Select relevant fearures. Here, last letter of name. 

In [None]:
def gender_features(word):
    return {'last_letter': word[-1]}

What is the feature for the name Shrek? 

gender_features('Shrek')

What is the feature for your own name? 

In [None]:
gender_features('iulia')

Train and test data: 

In [None]:
names = ([(name, 'male') for name in names.words('male.txt')] +
          [(name, 'female') for name in names.words('female.txt')])

Arrange data randomly and extract features

In [None]:
random.shuffle(names)
featuresets = [(gender_features(n), g) for (n,g) in names]
from nltk.classify import apply_features # use apply if you're working with large corpora

Divide data into training and test sets:

In [None]:
train_set = apply_features(gender_features, names[500:1000])
test_set = apply_features(gender_features, names[:500])

Use a Naive Bayes Classifier:

In [None]:
classifier = nltk.NaiveBayesClassifier.train(train_set)

Classify the test set and evaluate performance

In [None]:
print nltk.classify.accuracy(classifier, test_set)

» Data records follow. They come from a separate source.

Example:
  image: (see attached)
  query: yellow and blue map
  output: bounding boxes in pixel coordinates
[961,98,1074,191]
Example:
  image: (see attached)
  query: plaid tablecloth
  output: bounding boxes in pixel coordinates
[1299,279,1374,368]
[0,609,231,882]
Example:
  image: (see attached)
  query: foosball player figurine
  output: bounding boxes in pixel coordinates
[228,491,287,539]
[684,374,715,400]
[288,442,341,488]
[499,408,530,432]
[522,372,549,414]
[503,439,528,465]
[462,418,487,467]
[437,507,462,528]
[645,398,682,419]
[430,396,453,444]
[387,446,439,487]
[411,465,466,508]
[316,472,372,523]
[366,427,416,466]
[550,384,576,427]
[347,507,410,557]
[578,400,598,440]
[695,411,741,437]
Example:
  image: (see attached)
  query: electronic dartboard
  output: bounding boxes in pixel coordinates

What are the most informative features?

In [None]:
classifier.show_most_informative_features(5)

In [None]:
Use the algorithm to classify new data:

In [None]:
classifier.classify(gender_features('iulia'))


In [None]:
classifier.classify(gender_features('cioroianu'))

#### Exercise: 
    What other features could be relevant?
    Repeat the classification with the first letter of the name as the relevant feature. 
    Compare the accuracy and the most informative features. 
    Test it on your first and middle names. 
    Write all your code in the cell below. 

## Clustering

The example below is based on this one: https://gist.github.com/xim/1279283 (by Morten Neergaard)

In [None]:
import numpy
from nltk.cluster import KMeansClusterer, GAAClusterer, euclidean_distance
import nltk.corpus
import nltk.stem
stemmer_func = nltk.stem.snowball.SnowballStemmer("english").stem
stopwords = set(nltk.corpus.stopwords.words('english'))

Define normalize function

In [None]:
def normalize_word(word):
    return stemmer_func(word.lower())

Define feature selection function

In [None]:
def get_words(titles):
    words = set()
    for title in job_titles:
        for word in title.split():
            words.add(normalize_word(word))
    return list(words)

Define vector space function

In [None]:
def vectorspaced(title):
    title_components = [normalize_word(word) for word in title.split()]
    return numpy.array([
        word in title_components and not word in stopwords
        for word in words], numpy.short)

Upload example file. The file is here: https://dl.dropboxusercontent.com/u/11117852/example_jobs.txt . 

In [None]:
title_file = open("example_jobs.txt", 'r')

Get features

In [None]:
job_titles = [line.strip() for line in title_file.readlines()]
words = get_words(job_titles)
words[0:10]

K-Means clustering: 

In [None]:
cluster = KMeansClusterer(7, euclidean_distance)
cluster.cluster([vectorspaced(title) for title in job_titles if title])
classified_examples = [cluster.classify(vectorspaced(title)) for title in job_titles]

Print results:

In [None]:
for cluster_id, title in sorted(zip(classified_examples, job_titles)):
    print cluster_id, title

**Exercise:** Modify the number of clusters and see how the results change. 

**Exercise:** Modify the script above to implement group-average agglomerative clustering, with n classes, instead of K-means clustering. The corresponding NLTK function is: GAAClusterer(n).